La certosa di Collegno: trovarla è facile, ma cercarla vale la pena: ancora oggi è uno dei luoghi sanitari della cintura torinese più sospesi tra il passato e il futuro.

Composizione:

La Certosa Reale di Collegno (To) sorse nel 1641 per iniziativa di Maria Cristina di Francia, ritornata da un pellegrinaggio alla “Grande Chartreuse”, ed era destinata a diventare uno dei centri più importanti della spiritualità dello stato sabaudo. Le difficoltà economiche costrinsero i sovrani a rivedere il loro progetto. Nel 1853 l’originario nucleo fu destinato progressivamente a Regio Manicomio ed utilizzato come sede dell’Ospedale Psichiatrico, fino a diventarne uno dei più grandi tra quelli italiani. Resta vero che i certosini per due secoli hanno avuto una parte importante nella vita di Collegno, lasciando questa traccia ancora oggi ben visibile.  Fuori della costruzione, e per la precisione verso la città, c’è uno splendido parco, che contiene al centro un anfiteatro che un tempo raccoglieva le acque utilizzate dai degenti lavoratori della “colonia agricola” per irrigare i prati. Intorno a questo luogo avvenne la creazione delle “Ville Regina Margherita” per i pensionanti abbienti; la matrice urbanistica dell’insediamento è appunto la “garden city”, propugnata dagli architetti inglesi Shaw, Webb e Lutyens, dove gli edifici sanitari sono rarefatti nella natura con l’obiettivo di favorire le finalità terapeutiche dei ricoverati alienati.  Percorrendo il viale che affianca l’ingresso monumentale, costruito su disegno del famoso architetto Juvarra e caratterizzato da un ordine dorico gigante, si trova la costruzione di Villa Rosa, un frammento della “Ville Radieuse” di lecorbuseriana memoria. Nel sottosuolo della Certosa ci sono dei vasti sotterranei, con gallerie e cunicoli purtroppo ancora dimenticati da tutti. Tra i gioielli artistici ospitati nel complesso, le Tombe marmoree dei Cavalieri della Santissima Annunziata; l’Antica Farmacia del ‘700 che conserva i preziosi arredi lignei ed i mortai originali che erano impiegati dai monaci per preparare i medicamenti; l’Aula Hospitalis, ospitante preziosi reperti anatomici risalenti al periodo del celebre studioso Cesare Lombroso; la biblioteca Medica del Regio Manicomio, frequentata a suo tempo dal premio nobel per la medicina Camillo Golgi, contiene 6000 volumi raccolti nei secoli di vita dell’ospedale psichiatrico, nonché altri 1400 dell’originalissima “biblioteca dei ricoverati”. Il tutto è a disposizione per gli studenti di medicina o gli studiosi.

Categoria: La Certosa Reale appartiene alla categoria degli ex istituti religiosi e poi degli ex ospedali psichiatrici.

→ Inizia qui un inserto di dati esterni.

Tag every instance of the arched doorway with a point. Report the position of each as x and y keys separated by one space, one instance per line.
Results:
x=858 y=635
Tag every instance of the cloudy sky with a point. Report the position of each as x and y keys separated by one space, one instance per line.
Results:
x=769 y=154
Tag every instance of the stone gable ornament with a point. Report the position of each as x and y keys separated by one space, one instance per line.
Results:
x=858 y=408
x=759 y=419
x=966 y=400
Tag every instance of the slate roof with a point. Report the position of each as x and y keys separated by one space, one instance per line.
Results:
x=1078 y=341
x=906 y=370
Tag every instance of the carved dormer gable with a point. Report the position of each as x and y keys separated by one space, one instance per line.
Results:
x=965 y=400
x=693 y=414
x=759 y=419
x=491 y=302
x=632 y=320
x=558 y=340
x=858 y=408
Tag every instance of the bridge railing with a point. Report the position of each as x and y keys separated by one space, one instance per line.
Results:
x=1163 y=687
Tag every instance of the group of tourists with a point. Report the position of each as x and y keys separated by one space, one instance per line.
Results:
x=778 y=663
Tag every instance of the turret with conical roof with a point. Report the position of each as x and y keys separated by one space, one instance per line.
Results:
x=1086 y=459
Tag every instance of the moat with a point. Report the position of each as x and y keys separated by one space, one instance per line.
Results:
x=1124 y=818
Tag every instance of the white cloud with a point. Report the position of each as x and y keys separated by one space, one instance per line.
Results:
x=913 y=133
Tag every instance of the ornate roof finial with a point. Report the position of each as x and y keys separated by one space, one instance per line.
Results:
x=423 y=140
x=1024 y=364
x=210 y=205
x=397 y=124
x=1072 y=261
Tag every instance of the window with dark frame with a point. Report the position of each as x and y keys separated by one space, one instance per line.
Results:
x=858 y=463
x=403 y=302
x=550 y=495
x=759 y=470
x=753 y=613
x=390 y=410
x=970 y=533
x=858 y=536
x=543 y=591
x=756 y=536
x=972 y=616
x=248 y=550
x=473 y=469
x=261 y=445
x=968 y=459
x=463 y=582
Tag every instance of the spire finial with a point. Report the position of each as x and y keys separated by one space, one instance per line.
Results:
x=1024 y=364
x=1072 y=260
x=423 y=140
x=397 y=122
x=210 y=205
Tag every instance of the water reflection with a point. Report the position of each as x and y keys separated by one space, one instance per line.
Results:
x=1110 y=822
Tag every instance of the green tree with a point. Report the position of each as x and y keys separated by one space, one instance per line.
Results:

Oggi ospita la locale Azienda Sanitaria e la sede dell’Università Italo-Francese.  Preservata come affascinante luogo di cultura e di didattica ambientale sia per la parte museale che per il vastissimo parco.
Indicazioni: Una visita alla Certosa Reale è indicata ai viaggiatori in tutti i periodi dell’anno: durante la calura estiva, tuttavia, trovandosi a pochi passi dalla città di Collegno, si può cercare scampo nel refrigerio del parco Dalla Chiesa.
Controindicazioni:

La Certosa Reale è sconsigliata di notte; i cancelli del nucleo architettonico sono chiusi, mentre nel buio i vialetti esterni si trasformano in un gioco di luci e ombre, dove neanche il più sabaudo dei frequentatori saprebbe evitare di emozionarsi. Va bene per i cuori forti.

Modalità d'uso-posologia:

La Certosa Reale è stata usata oltre ogni misura nel passato contemporaneamente da circa tremila pazienti, ovvero dalla sua apertura fino al 1978, data dell’abbattimento dei muri verso il mondo esterno. Poi, successivamente, con molta più moderazione. Attualmente, riportata agli antichi splendori, viene utilizzata per scopi diversi dal passato. Si consiglia di contattare il Comune di Collegno e la Direzione dell’Azienda Sanitaria per avere informazioni sulle modalità di visita della parte monumentale; inoltre, sugli orari d’apertura, per quanto riguarda i locali che ospitano le mostre d’arte o altri eventi culturali. Sappiate in ogni caso che si può approfittare di alcune trattorie nei pressi dell'ingresso Monumentale per evitare di restare a stomaco vuoto.

Somministrazione:

La Certosa Reale può essere visitata in mezza giornata; oppure a piccole dosi per visite separate al parco, museo e biblioteca medica, strutture monumentali.

Effetti collaterali:

Non se ne conoscono, se non quello di finire sotto un auto attraversando nelle ore di punta il trafficatissimo viale antistante oppure, nel profondo della notte, incontrare gli strani personaggi che frequentano il parco: lo spirito inquieto dello smemorato di Collegno (sarà  Canella o Bruneri?) e, solo per i francesi, il fantasma del priore ancora arrabbiato con Napoleone per la confisca dei beni.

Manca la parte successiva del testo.